Scott Schlesinger, vice president and head of North American Business Information Management at Capgemini, shared a great anecdote about this. He attended a CIO symposium with some of the best and brightest CIOs in the nation. The speaker asked, “How many people here feel as though their organization has a Big Data problem?” and every hand in the room went up.
The speaker then asked, “How many of you feel as though you have an understanding of what that means and how to address the Big Data problem?”
All the hands disappeared.
So, if you’re confused about Big Data, you’re in good company.
That’s why I thought it might be helpful to clarify a few points about Big Data, and Hadoop in particular.
Big Data means more than a lot of data. While definitions may vary, Big Data experts typically say Big Data fits one or more of the “Three Vs”: volume, velocity and variety. Often, Big Data is described as data that falls outside the scope of traditional relational databases, either because it’s too big, unstructured or needs to be processed too fast.
Hadoop is a misnomer. What’s called “Hadoop” is really slang for a bunch of different open source software. Apache lists eight other solutions as part of Hadoop-related projects, which I’ll discuss in a future post. What people really mean by “Hadoop” is the “Hadoop Core,” which is:
The Hadoop Distributed File System, which is a way to create clustered, or distributed storage. Its advantage: It’s fast, self-healing and fault tolerant — which makes it hard to break. Best news: You can run it on any server (techies will call these “nodes”) you want, and since it’s open source, it’s cheap to do so. Need more space? Add more nodes.
MapReduce, which programmers use to write applications to very rapidly process large amounts of data on this file system.
MapReduce is really the workhorse of Hadoop. MapReduce “divides and conquers” the data, according to Hadoop creator Doug Cutting. With MapReduce, you can put all those nodes to work processing the data locally, which makes it fast and powerful. It can process a whole data set that’s spread across hundreds, even thousands, of computers in parallel chunks. MapReduce then collects and sorts the process data.
James Kobielus, who now works at IBM, told me while he was still Forrester Research’s Hadoop expert that MapReduce is really the heart of Hadoop.

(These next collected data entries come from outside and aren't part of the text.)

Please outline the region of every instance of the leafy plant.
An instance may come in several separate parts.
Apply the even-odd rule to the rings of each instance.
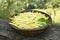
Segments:
[[[40,26],[41,25],[45,26],[45,25],[50,25],[51,24],[50,21],[48,19],[45,19],[45,18],[40,18],[40,19],[38,19],[38,21],[41,22]],[[42,23],[42,22],[44,22],[44,23]]]

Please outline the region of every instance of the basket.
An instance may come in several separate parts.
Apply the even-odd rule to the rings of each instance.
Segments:
[[[52,23],[52,19],[51,17],[45,13],[45,12],[42,12],[42,11],[38,11],[38,10],[32,10],[32,9],[28,9],[28,10],[23,10],[21,11],[21,13],[24,13],[24,12],[38,12],[38,13],[41,13],[43,15],[45,15],[46,17],[48,17],[48,20]],[[46,25],[44,28],[38,28],[38,29],[19,29],[13,25],[11,25],[11,27],[19,34],[22,34],[24,36],[37,36],[39,35],[40,33],[44,32],[46,28],[48,28],[49,25]]]

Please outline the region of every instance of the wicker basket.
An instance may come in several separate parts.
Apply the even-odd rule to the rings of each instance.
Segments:
[[[31,9],[21,11],[21,13],[24,13],[24,12],[38,12],[38,13],[41,13],[41,14],[45,15],[46,17],[48,17],[48,20],[52,23],[52,19],[47,13],[44,13],[44,12],[41,12],[41,11],[38,11],[38,10],[31,10]],[[31,30],[29,30],[29,29],[19,29],[19,28],[13,26],[13,25],[11,25],[11,26],[16,32],[18,32],[18,33],[20,33],[24,36],[36,36],[36,35],[39,35],[40,33],[42,33],[43,31],[45,31],[45,29],[49,25],[45,26],[44,28],[31,29]]]

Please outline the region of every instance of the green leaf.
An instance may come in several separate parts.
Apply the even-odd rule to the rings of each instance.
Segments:
[[[45,19],[44,19],[44,18],[40,18],[40,19],[38,19],[38,21],[40,21],[40,22],[44,22]]]
[[[43,27],[45,27],[47,24],[45,24],[45,23],[41,23],[40,25],[39,25],[39,27],[40,28],[43,28]]]
[[[42,24],[40,24],[39,26],[40,26],[40,27],[44,27],[44,26],[45,26],[45,24],[43,24],[43,23],[42,23]]]
[[[46,20],[46,24],[47,24],[47,25],[50,25],[51,23],[49,22],[49,20]]]

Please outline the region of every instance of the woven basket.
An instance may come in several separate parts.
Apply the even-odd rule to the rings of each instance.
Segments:
[[[52,23],[51,17],[45,12],[38,11],[38,10],[31,10],[31,9],[21,11],[21,13],[24,13],[24,12],[38,12],[38,13],[41,13],[41,14],[45,15],[46,17],[48,17],[48,20]],[[18,32],[18,33],[20,33],[24,36],[36,36],[36,35],[39,35],[40,33],[44,32],[45,29],[49,25],[46,25],[44,28],[37,28],[37,29],[19,29],[19,28],[13,26],[13,25],[11,25],[11,26],[16,32]]]

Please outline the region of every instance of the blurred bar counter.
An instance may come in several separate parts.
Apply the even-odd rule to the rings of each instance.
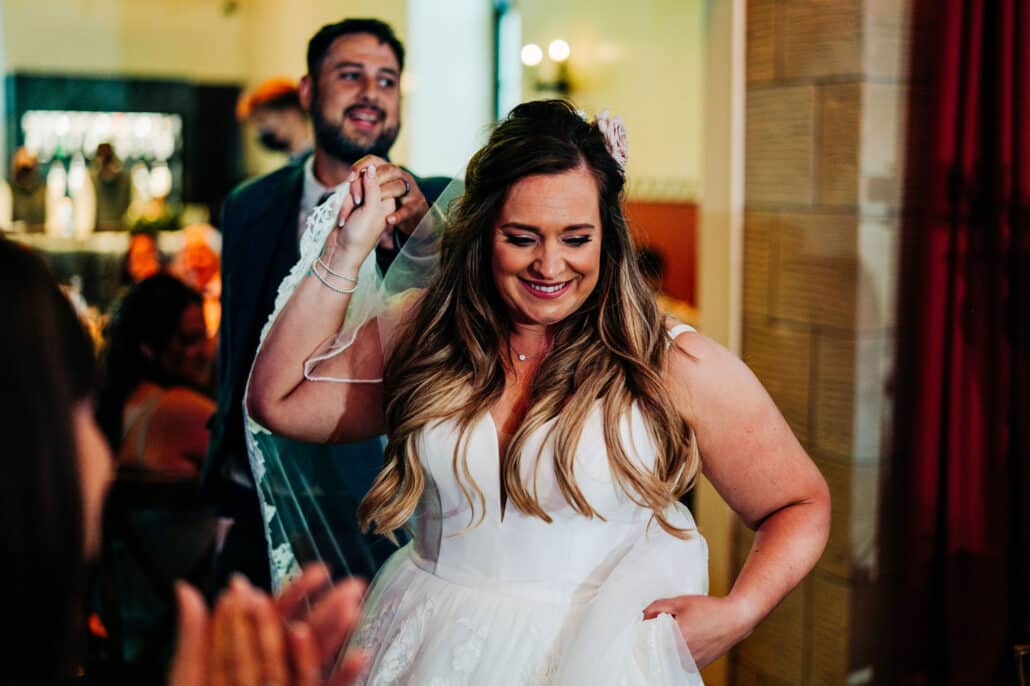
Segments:
[[[90,305],[101,311],[110,307],[127,283],[123,273],[129,249],[128,231],[97,231],[84,238],[17,231],[0,235],[37,251],[60,283],[79,290]],[[170,258],[182,248],[184,239],[182,231],[159,231],[158,250]]]

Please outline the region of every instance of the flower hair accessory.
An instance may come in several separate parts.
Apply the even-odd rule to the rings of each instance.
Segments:
[[[594,118],[594,123],[604,136],[604,145],[608,153],[615,159],[622,173],[626,173],[626,162],[629,160],[629,142],[626,140],[626,125],[622,117],[610,117],[608,110]]]

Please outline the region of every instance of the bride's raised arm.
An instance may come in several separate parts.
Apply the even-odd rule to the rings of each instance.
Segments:
[[[376,319],[361,326],[346,349],[320,362],[314,377],[360,381],[312,380],[305,366],[343,327],[359,271],[375,249],[389,209],[375,167],[368,167],[344,200],[345,226],[330,232],[324,257],[300,279],[261,344],[247,388],[247,412],[273,433],[335,443],[385,430],[383,386],[374,381],[381,379],[385,363]]]

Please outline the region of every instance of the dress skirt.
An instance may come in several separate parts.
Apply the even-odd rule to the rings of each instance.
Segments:
[[[365,601],[352,642],[370,658],[359,683],[702,684],[674,619],[642,613],[659,598],[707,593],[707,557],[696,530],[683,540],[651,526],[603,581],[560,588],[442,573],[408,544]]]

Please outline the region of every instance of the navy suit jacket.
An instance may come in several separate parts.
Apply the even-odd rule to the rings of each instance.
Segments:
[[[450,179],[416,182],[432,204]],[[302,162],[237,187],[222,210],[222,320],[217,361],[217,410],[211,422],[211,442],[203,484],[227,514],[256,512],[257,493],[243,429],[243,393],[258,338],[274,307],[279,283],[299,257],[297,237],[300,198],[304,187]],[[380,255],[380,262],[384,256]],[[348,558],[351,573],[371,576],[393,546],[360,533],[357,504],[382,467],[383,439],[345,445],[305,444],[295,458],[311,468],[326,499],[321,507],[332,521],[334,543]],[[235,475],[235,477],[233,476]],[[241,483],[240,477],[244,477]]]

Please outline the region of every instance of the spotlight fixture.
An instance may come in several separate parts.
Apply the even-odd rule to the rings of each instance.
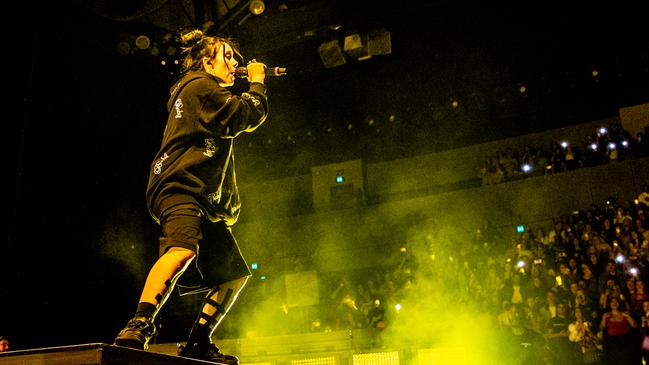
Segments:
[[[151,39],[145,35],[140,35],[137,38],[135,38],[135,46],[138,49],[147,49],[151,45]]]
[[[128,42],[122,41],[117,43],[117,52],[121,55],[126,56],[127,54],[131,53],[131,45],[128,44]]]
[[[249,9],[253,15],[259,15],[266,10],[266,4],[264,4],[264,0],[252,0]]]

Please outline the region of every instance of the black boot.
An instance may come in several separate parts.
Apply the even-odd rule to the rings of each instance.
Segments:
[[[239,358],[232,355],[225,355],[213,343],[200,345],[190,343],[185,346],[178,346],[178,356],[189,357],[197,360],[205,360],[226,365],[239,365]]]
[[[153,318],[136,316],[128,321],[126,327],[119,332],[115,338],[115,345],[146,350],[149,347],[149,340],[155,334]]]

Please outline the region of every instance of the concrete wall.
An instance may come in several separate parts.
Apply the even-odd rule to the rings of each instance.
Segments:
[[[649,103],[621,108],[620,122],[634,137],[645,132],[649,128]]]
[[[285,214],[283,208],[291,204],[251,204],[244,199],[248,210],[267,207],[276,214],[242,219],[234,230],[244,255],[269,272],[351,270],[394,263],[399,248],[416,241],[470,242],[485,221],[511,232],[518,224],[548,227],[553,217],[592,203],[603,205],[609,196],[619,202],[632,200],[648,181],[649,158],[644,158],[299,215]],[[264,187],[271,188],[270,183]]]
[[[562,140],[570,141],[581,148],[585,137],[591,135],[597,127],[619,123],[617,118],[600,120],[434,154],[365,164],[362,179],[354,176],[355,188],[362,190],[366,201],[384,201],[393,197],[429,194],[431,191],[439,190],[440,187],[476,182],[487,157],[505,148],[522,149],[524,146],[532,146],[540,150],[548,150],[553,141]],[[335,181],[335,176],[328,176],[322,172],[350,171],[352,170],[350,164],[355,166],[356,161],[314,167],[313,171],[318,172],[317,174],[265,182],[248,183],[245,176],[239,177],[244,204],[241,219],[254,220],[308,214],[314,211],[314,207],[321,209],[323,202],[332,200],[330,196],[321,196],[323,192],[329,193],[329,189],[322,186],[335,185],[332,182]],[[314,181],[315,179],[324,181]]]
[[[462,182],[476,182],[486,158],[497,151],[547,150],[561,140],[581,147],[598,127],[613,124],[619,118],[363,166],[345,161],[314,167],[317,173],[310,175],[254,184],[240,178],[243,208],[234,231],[249,261],[266,273],[287,273],[391,264],[403,245],[469,242],[485,222],[505,233],[515,233],[518,224],[550,228],[553,217],[601,205],[609,196],[632,200],[649,181],[649,159],[484,187],[479,180]],[[335,186],[332,174],[341,170],[362,194],[353,204],[322,196],[333,191],[325,185]],[[440,186],[450,188],[435,189]]]

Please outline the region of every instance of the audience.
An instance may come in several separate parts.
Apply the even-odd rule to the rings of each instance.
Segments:
[[[649,140],[645,135],[646,130],[633,137],[621,125],[612,124],[585,136],[581,148],[567,141],[552,141],[550,146],[542,150],[531,146],[519,149],[507,147],[487,157],[480,170],[480,178],[482,185],[494,185],[529,176],[646,157],[649,156]]]
[[[0,335],[0,352],[9,351],[9,337]]]
[[[556,218],[552,229],[520,233],[502,250],[484,242],[484,231],[472,247],[437,245],[424,255],[402,249],[408,254],[393,267],[331,279],[331,302],[322,304],[334,311],[328,328],[381,331],[394,305],[427,280],[446,302],[490,313],[513,340],[534,333],[545,343],[537,347],[545,363],[641,364],[649,353],[647,213],[644,202],[611,197]]]

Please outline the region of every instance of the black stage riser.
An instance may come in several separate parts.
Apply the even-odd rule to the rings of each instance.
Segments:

By the way, since this blog is about integration, MapReduce can be used to “enable” the data integration layer for Hadoop stores.
Hadoop is not an analytics platform. Although Hadoop is most frequently talked about and used for analytics, it’s not really an analytics platform. Actually, it can also be used with a more traditional analytic environment, like SAS, according to Ravi Kalakota, Ph.D. and partner at LiquidAnalytics. Another common way to use Hadoop for analytics is to use the R programming language — favored by statisticians — to write MapReduce jobs.
In addition to analytics, Hadoop can be used for archiving and for ETL (extract, transform and load) and filtering.
Hadoop is not the only way to handle Big Data. Big Data has been around for a long time, as established vendors will tell you. In fact, you can handle high volumes of data with massively parallel-processing (MPP) databases, such as those offered by Greenplum, Aster Data (now owned by Teradata) and Vertica. And, of course, the big enterprise tech companies — IBM, Oracle, Microsoft, Greenplum — all offer Big Data solutions; although, increasingly, they’re incorporating Hadoop into these platforms.